The fourth paper by Suh, Lee, Yoo, Min, Seo, and Choi examined the factor structure of the Leahy Emotional Schema Scale in a sample of 1478 Korean college students. Measures included the Leahy Emotional Schema Scale-II, the Counseling Center Assessment of Psychological Symptoms (CCAPS), and the College Adjustments Inventory-Short Form (CAIS). Exploratory and confirmatory factor analyses resulted in reducing the 28 items on the LESS-II to 10 items in the shorter version that emerged from the data. Factor analysis indicated that two factors accounted for most of the variance in this shorter version reflecting negative evaluation of emotion and emotional control, respectively. In addition, the authors suggest that the use of rationality and other dimensions may differ in an Asian compared to a Western sample, supporting a cross-cultural dimension to this model. Finally, both the LESS-II and the shorter version of the LESS were significantly correlated with each other and with the CAIS and CCAPS.

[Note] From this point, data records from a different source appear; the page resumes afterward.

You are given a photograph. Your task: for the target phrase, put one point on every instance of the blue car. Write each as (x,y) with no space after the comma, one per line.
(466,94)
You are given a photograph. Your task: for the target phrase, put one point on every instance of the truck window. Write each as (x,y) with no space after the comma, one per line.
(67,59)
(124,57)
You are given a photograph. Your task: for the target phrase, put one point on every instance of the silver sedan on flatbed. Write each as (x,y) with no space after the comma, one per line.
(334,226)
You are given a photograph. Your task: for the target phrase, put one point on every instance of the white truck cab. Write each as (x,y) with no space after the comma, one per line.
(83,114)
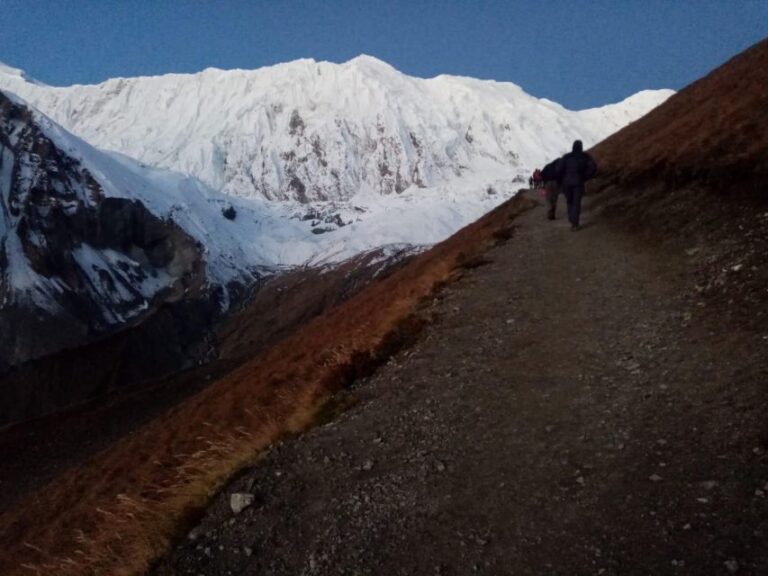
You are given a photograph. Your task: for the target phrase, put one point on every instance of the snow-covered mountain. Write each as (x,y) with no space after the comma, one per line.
(202,184)
(315,131)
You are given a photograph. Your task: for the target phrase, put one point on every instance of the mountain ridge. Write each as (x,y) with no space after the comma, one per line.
(308,131)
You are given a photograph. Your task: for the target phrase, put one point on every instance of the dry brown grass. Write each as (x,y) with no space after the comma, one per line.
(712,134)
(120,511)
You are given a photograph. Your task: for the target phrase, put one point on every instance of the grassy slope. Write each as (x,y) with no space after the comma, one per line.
(693,173)
(118,512)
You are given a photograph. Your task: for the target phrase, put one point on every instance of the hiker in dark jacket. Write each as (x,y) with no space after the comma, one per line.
(573,170)
(549,177)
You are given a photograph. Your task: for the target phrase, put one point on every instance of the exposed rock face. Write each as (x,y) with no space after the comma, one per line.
(74,263)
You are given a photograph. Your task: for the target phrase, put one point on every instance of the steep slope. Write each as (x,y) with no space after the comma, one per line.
(92,242)
(712,133)
(311,131)
(693,172)
(73,260)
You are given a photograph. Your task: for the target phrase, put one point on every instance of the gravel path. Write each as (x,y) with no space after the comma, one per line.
(573,409)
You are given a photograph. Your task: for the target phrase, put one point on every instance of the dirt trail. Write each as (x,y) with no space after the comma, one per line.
(572,410)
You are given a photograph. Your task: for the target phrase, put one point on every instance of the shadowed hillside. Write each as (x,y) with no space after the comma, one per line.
(694,173)
(713,134)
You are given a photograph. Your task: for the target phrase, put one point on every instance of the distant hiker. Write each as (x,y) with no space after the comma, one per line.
(537,178)
(573,170)
(552,187)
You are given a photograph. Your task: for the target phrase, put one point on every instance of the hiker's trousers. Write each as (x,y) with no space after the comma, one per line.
(573,195)
(553,191)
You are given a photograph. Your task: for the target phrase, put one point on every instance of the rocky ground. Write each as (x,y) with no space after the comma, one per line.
(574,408)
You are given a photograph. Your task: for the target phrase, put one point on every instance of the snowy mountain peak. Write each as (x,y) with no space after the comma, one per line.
(16,73)
(310,132)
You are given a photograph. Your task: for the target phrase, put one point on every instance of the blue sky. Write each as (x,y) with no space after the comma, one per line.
(580,53)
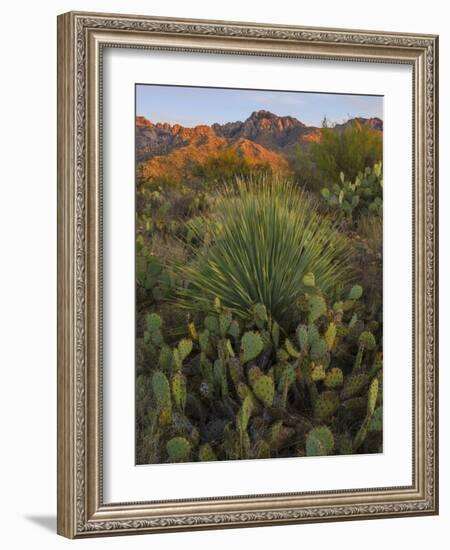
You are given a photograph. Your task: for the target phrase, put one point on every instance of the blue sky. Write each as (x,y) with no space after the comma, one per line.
(190,106)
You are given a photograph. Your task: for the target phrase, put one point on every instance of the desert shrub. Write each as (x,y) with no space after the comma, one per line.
(266,236)
(361,197)
(225,167)
(233,390)
(348,150)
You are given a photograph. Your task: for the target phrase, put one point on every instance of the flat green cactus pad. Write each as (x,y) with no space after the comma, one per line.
(153,322)
(264,389)
(178,449)
(161,389)
(319,442)
(334,378)
(252,346)
(326,405)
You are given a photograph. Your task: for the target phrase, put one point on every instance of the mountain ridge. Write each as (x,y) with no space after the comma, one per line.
(262,138)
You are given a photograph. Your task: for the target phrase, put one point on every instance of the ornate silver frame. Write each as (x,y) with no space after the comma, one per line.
(81,38)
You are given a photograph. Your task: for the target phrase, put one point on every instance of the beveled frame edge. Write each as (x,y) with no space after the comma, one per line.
(80,509)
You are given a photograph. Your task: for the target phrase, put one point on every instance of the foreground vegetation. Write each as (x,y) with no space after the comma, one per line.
(259,327)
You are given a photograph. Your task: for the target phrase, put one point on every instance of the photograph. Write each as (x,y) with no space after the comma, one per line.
(258,274)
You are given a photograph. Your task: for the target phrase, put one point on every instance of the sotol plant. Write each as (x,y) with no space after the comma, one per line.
(267,235)
(247,389)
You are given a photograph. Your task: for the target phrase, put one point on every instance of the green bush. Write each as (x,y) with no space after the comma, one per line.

These studies offer support for the Emotional Schema Model indicating that differences in beliefs and strategies about emotions are related to problematic strategies of coping and to psychopathology and that modifying these schemas can provide significant improvement for clients. The factor analytic study suggests that modifications of the LESS-II scale may be needed to simplify the relevant emotional beliefs and that these beliefs about emotion and the consequent emotion regulation strategies may partly be culturally based.